To load a comparison, simply initialize the Viewer as follows:

w = emblaze.Viewer(file="/path/to/comparison.json")

Defining Comparisons

Because Emblaze only depends on having a set of embeddings and thumbnails, it supports making a wide variety of comparisons. In the simplest case, the matrix of 2D coordinates, color values, and text descriptions is sufficient to populate the visualization. However, things get a little trickier when we start to incorporate nearest-neighbor analysis, a central part of defining what level we are performing comparison on. On which set of coordinates should the nearest neighbors be computed?

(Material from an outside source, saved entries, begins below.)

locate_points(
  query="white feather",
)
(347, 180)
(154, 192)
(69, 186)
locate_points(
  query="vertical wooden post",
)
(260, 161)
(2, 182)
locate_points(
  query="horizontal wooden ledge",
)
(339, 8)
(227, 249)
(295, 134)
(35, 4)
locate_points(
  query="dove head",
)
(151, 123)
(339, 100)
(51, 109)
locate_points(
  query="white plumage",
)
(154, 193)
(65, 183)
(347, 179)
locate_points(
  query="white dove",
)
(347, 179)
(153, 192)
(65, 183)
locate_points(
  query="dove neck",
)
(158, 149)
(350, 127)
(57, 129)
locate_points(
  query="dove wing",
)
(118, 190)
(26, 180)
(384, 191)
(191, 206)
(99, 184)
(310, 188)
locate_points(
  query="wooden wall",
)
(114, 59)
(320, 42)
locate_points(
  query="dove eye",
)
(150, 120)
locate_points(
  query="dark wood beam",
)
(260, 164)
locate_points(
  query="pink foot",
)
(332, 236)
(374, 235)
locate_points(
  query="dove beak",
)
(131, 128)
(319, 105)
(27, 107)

Emblaze gives you the flexibility to choose which neighbor sets are displayed under which contexts, but doing so requires some understanding of how neighbors are used under the hood.

Inherited Neighbor Sets

When you call compute_neighbors on an Embedding or EmbeddingSet instance, a Neighbors object is created that contains the nearest neighbor matrix for the coordinates defined in that embedding object.

Now, when you create additional Embedding or EmbeddingSet objects that derive from the previously-defined embeddings, the Neighbors object is inherited by default. This means that if you project the embedding down to 2D using the project() method, the nearest neighborhoods that are shown in the Star Trail or sidebar will be from the high-dimensional space. This is often desirable, since dimensionality reduction plots are known to distort nearest neighborhoods for large datasets.

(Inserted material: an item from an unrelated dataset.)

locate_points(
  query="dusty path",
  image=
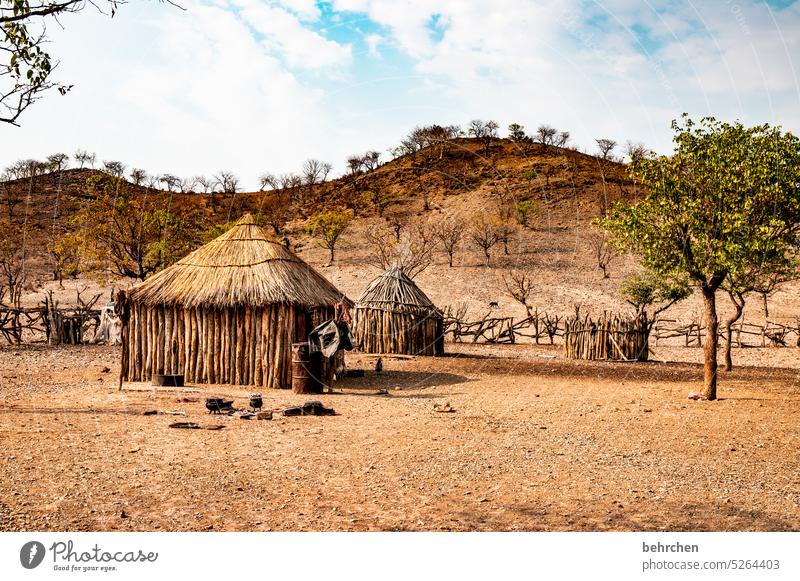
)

However, sometimes we do want to compare nearest neighborhoods in the projected data (such as in the Quickstart example above, where we compared five different random initializations of UMAP). If you'd like the differences in nearest neighborhoods to be shown in the Star Trail visualization, simply call compute_neighbors again on the dimensionally-reduced EmbeddingSet.

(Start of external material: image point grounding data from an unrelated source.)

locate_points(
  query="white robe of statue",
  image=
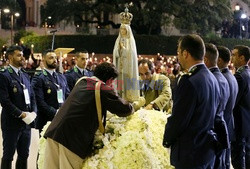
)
(125, 60)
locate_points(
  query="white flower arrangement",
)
(133, 142)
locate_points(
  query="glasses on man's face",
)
(144, 74)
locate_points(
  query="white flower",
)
(134, 142)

Recent and Ancestor Neighbors

It is worth noting that sometimes we want the nearest neighbors shown in the Current sidebar pane to be different than those used to compute Star Trails, Suggested Selections, Color Stripes, etc. To support this, Emblaze keeps a parent pointer for each Embedding object as you generate them, e.g. using the project() method. At visualization time, Emblaze retrieves two neighbor sets from the parent tree (both of these may correspond to the same Neighbors object, but not necessarily). Each of these two sets are used in different parts of the visualization:

Recent neighbors. These neighbors, which can be accessed using the get_recent_neighbors method on EmbeddingSet or Embedding, are the neighbors inherited from the most recent parent of the current embedding (or the current one, if it has neighbors). These are used to perform all algorithmic comparisons of frames, including Star Trail visualizations, Suggested Selections, and Color Stripes.
Ancestor neighbors. These neighbors can be accessed using the get_ancestor_neighbors method on EmbeddingSet or Embedding. They are the neighbors computed in the oldest parent of the current embedding (which may be the current one if it has no parents with computed neighbors). These are the neighbors displayed in the sidebar and by the nearest neighbor lines, and are typically used to communicate the high-dimensional nearest neighbors regardless of the level at which embeddings are being compared.

Sub-modules

emblaze.datasets: Defines model classes to store embedding data in both high-dimensional and dimensionally-reduced spaces.
emblaze.frame_colors: A helper module to compute HSV colors for each frame in an animated DR plot. The colors are chosen such that the perceptual distance between colors …
emblaze.neighbors: Defines model classes to compute and store nearest neighbor sets that can be inherited across different Embedding objects.
emblaze.recommender: Defines a class to compute Suggested Selections, or clusters that exhibit consistent or noteworthy changes from one frame to another.
emblaze.thumbnails: Defines model classes to store thumbnail data in text and/or image formats.
emblaze.utils
emblaze.viewer: Defines the main Emblaze visualization class, emblaze.Viewer.